The most recent data which the Commission has available, and which deals with all 25 Member States, comes from two Eurobarometer surveys carried out in 2001 and 2002 (Standard Eurobarometer N° 55 in the European Union(1) and the Candidate Countries Eurobarometer (2) in the then pre-accession countries ). In both these surveys, the question was asked: ‘which languages can you speak well enough to take part in a conversation, apart from your mother tongue?’
The following table shows the percentage of respondents who said they were able to take part in a conversation in at least one language other than their mother tongue.
|can take part in a conversation in a language other than mother tongue|
|Belgique / België||61|
|Kypros / Kibris||60|
|Suomi / Finland||58|
In reading these figures, it needs to be recalled that the ‘language of the Member State’ may not be the mother tongue of the respondent, because the respondent may speak a ‘regional’, ‘minority’ or immigrant language as mother tongue.
It should also be recalled that Eurobarometer is an opinion survey; different respondents may have estimated their linguistic abilities in different ways.

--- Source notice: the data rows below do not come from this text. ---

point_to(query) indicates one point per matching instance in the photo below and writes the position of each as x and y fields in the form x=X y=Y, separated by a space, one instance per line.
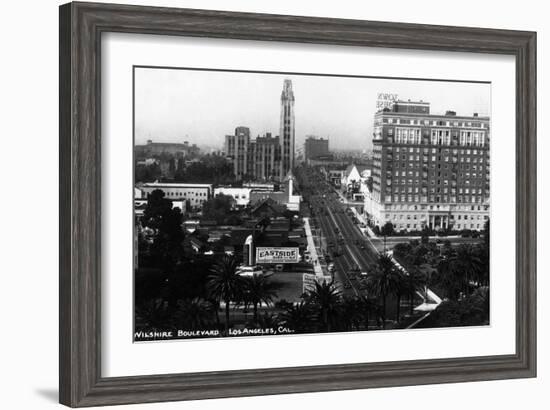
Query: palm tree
x=193 y=313
x=298 y=317
x=225 y=284
x=415 y=279
x=401 y=289
x=384 y=280
x=326 y=298
x=260 y=290
x=154 y=314
x=351 y=313
x=367 y=307
x=470 y=265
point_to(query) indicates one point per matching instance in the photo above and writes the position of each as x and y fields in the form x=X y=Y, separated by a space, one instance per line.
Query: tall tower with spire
x=286 y=131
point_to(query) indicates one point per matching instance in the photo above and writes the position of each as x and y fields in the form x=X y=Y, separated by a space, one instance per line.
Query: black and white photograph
x=273 y=204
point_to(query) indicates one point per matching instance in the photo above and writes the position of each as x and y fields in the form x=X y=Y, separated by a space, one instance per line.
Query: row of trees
x=321 y=309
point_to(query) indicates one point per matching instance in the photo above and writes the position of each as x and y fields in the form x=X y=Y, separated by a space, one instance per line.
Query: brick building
x=429 y=170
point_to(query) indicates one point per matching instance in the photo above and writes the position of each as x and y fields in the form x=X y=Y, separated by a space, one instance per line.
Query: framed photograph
x=259 y=204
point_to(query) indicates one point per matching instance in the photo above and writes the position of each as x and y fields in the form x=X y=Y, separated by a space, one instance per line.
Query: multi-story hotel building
x=429 y=170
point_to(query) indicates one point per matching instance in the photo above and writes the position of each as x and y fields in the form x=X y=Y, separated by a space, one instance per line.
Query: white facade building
x=240 y=195
x=193 y=194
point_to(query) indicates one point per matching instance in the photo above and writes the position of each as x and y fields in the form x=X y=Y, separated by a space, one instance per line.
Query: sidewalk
x=312 y=250
x=430 y=295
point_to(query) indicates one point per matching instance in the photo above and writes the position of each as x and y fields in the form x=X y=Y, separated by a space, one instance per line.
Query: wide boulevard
x=347 y=247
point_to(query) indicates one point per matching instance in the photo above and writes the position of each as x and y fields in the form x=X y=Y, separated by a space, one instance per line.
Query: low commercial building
x=193 y=194
x=240 y=195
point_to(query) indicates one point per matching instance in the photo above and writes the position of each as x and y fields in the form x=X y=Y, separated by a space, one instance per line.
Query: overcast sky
x=201 y=107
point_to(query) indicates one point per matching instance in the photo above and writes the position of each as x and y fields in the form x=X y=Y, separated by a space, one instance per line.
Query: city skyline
x=173 y=105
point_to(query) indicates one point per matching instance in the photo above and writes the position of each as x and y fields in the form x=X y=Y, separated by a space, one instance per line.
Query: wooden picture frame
x=81 y=27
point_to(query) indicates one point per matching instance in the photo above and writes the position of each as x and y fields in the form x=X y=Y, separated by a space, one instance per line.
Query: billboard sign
x=309 y=280
x=277 y=255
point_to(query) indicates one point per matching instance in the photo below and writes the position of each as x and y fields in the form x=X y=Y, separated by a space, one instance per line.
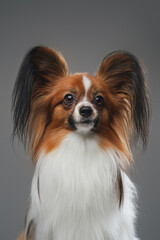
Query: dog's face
x=49 y=102
x=80 y=103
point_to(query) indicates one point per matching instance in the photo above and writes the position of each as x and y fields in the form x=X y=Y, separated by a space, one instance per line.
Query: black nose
x=85 y=111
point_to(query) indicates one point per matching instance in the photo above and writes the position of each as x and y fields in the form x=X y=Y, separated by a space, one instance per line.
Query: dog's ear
x=40 y=69
x=125 y=79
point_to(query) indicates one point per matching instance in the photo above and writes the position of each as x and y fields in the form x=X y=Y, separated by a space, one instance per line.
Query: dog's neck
x=73 y=186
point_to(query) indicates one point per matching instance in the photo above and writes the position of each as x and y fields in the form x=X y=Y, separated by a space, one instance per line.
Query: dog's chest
x=76 y=192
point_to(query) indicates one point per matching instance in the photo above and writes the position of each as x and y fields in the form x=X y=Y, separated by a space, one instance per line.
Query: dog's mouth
x=88 y=124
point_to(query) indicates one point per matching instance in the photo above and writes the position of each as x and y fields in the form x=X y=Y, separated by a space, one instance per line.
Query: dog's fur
x=78 y=129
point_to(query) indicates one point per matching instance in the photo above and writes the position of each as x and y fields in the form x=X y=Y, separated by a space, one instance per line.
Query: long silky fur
x=40 y=68
x=124 y=74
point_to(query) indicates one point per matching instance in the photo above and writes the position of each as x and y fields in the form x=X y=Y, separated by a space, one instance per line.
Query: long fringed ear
x=40 y=68
x=125 y=79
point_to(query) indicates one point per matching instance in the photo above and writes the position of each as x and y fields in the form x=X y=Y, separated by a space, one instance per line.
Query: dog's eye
x=99 y=100
x=69 y=99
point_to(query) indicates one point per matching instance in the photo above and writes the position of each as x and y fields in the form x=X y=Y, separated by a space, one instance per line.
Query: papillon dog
x=79 y=130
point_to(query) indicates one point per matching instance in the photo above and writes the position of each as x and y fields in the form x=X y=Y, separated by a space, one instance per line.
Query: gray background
x=84 y=31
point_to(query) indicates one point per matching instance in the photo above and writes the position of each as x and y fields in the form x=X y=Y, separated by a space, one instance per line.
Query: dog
x=79 y=130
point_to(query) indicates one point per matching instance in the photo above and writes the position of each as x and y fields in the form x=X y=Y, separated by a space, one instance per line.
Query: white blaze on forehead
x=87 y=84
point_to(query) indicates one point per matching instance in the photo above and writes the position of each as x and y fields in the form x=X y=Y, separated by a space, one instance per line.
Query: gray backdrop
x=84 y=31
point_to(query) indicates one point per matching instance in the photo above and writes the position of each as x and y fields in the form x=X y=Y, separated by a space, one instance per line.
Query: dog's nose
x=85 y=111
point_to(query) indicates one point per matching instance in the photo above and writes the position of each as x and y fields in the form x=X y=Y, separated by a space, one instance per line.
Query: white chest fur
x=74 y=195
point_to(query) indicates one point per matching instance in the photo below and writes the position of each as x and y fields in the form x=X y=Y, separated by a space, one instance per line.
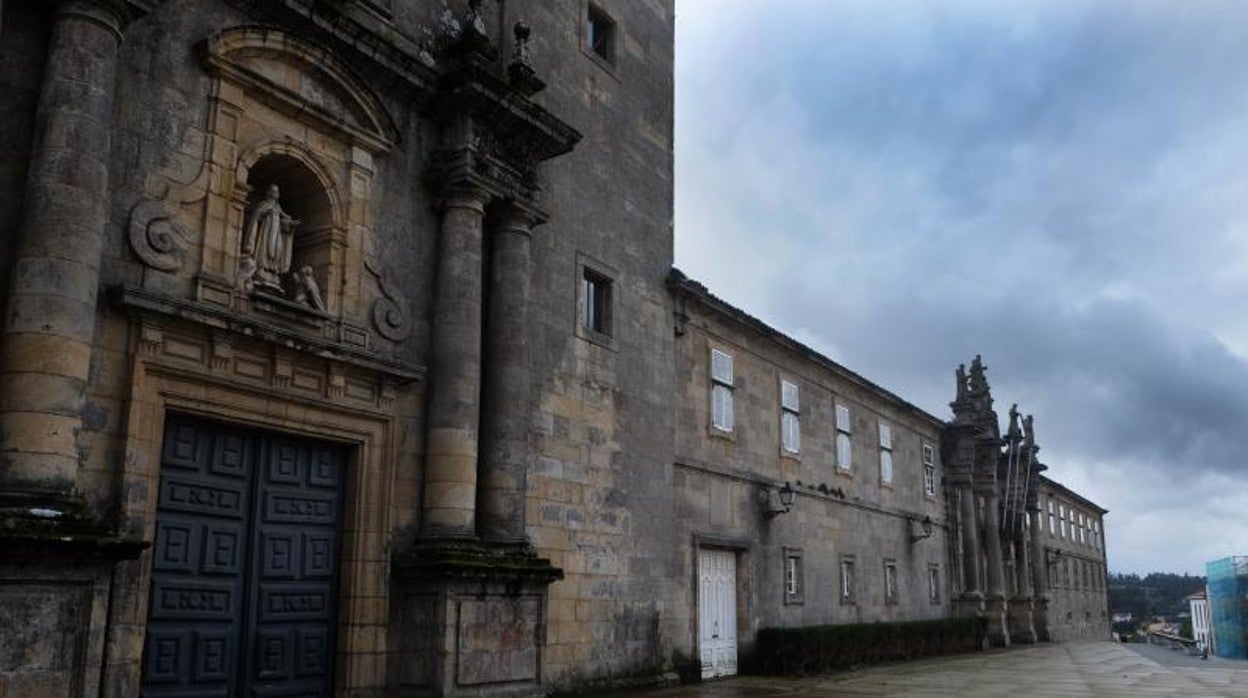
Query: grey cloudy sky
x=1060 y=186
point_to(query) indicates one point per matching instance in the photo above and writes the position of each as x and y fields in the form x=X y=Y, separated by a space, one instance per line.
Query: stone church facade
x=342 y=355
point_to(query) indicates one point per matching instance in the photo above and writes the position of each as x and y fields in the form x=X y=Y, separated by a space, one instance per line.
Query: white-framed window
x=844 y=450
x=790 y=426
x=885 y=453
x=721 y=390
x=846 y=580
x=929 y=470
x=600 y=34
x=793 y=576
x=890 y=581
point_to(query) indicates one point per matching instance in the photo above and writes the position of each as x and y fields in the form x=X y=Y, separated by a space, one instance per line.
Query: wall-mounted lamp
x=779 y=500
x=1052 y=557
x=920 y=530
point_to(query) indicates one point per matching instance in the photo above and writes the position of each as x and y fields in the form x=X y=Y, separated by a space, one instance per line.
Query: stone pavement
x=1067 y=671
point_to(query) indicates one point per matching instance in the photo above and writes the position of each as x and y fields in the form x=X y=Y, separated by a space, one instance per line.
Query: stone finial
x=1014 y=432
x=979 y=382
x=476 y=20
x=519 y=71
x=521 y=49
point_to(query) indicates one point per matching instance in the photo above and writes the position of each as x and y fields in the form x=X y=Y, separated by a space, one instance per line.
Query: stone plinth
x=472 y=621
x=54 y=601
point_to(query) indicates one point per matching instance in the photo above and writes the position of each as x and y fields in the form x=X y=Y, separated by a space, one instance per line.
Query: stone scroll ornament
x=156 y=237
x=390 y=311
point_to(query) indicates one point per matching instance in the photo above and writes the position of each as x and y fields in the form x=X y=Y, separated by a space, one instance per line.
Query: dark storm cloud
x=1061 y=186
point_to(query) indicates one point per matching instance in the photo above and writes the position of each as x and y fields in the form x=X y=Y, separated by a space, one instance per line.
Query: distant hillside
x=1157 y=593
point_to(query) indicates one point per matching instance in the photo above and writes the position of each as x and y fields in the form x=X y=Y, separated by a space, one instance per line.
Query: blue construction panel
x=1228 y=606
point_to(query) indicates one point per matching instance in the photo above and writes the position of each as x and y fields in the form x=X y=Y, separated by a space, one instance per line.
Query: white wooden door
x=716 y=612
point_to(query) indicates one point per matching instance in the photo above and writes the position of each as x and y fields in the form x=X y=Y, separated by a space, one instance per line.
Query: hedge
x=816 y=649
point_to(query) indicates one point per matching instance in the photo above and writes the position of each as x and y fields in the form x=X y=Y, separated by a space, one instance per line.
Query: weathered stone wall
x=23 y=45
x=599 y=500
x=1078 y=604
x=720 y=480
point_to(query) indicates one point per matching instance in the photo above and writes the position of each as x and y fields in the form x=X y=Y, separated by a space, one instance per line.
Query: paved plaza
x=1068 y=671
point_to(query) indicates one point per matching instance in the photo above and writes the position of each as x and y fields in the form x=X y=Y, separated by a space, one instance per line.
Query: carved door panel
x=716 y=612
x=243 y=566
x=295 y=547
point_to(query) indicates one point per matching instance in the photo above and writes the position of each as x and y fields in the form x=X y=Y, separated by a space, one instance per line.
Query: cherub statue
x=305 y=290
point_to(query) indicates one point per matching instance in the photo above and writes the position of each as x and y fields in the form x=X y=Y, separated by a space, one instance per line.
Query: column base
x=1040 y=617
x=1021 y=622
x=473 y=619
x=996 y=611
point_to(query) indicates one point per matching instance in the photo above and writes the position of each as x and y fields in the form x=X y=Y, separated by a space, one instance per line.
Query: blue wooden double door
x=245 y=566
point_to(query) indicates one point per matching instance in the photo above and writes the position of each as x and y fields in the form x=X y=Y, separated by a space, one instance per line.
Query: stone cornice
x=140 y=300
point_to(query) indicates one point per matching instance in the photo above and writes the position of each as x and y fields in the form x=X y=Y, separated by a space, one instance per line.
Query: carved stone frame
x=171 y=375
x=253 y=114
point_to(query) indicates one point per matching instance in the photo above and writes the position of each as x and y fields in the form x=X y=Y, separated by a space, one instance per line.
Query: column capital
x=464 y=196
x=514 y=216
x=112 y=15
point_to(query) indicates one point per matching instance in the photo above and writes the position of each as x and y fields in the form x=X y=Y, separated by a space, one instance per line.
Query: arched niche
x=308 y=195
x=290 y=113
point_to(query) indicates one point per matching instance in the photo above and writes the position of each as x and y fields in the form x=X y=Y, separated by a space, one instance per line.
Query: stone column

Heads of State and Government in Barcelona in March 2002 noted the lack of data on citizens’ actual language skills, and called for the establishment of a European Indicator of Language Competence. Such an indicator will provide valuable information for decision-takers in the education and training systems. The Commission will bring forward proposals for the design and administration of a periodic test of language skills, which will gather data for this new European Indicator.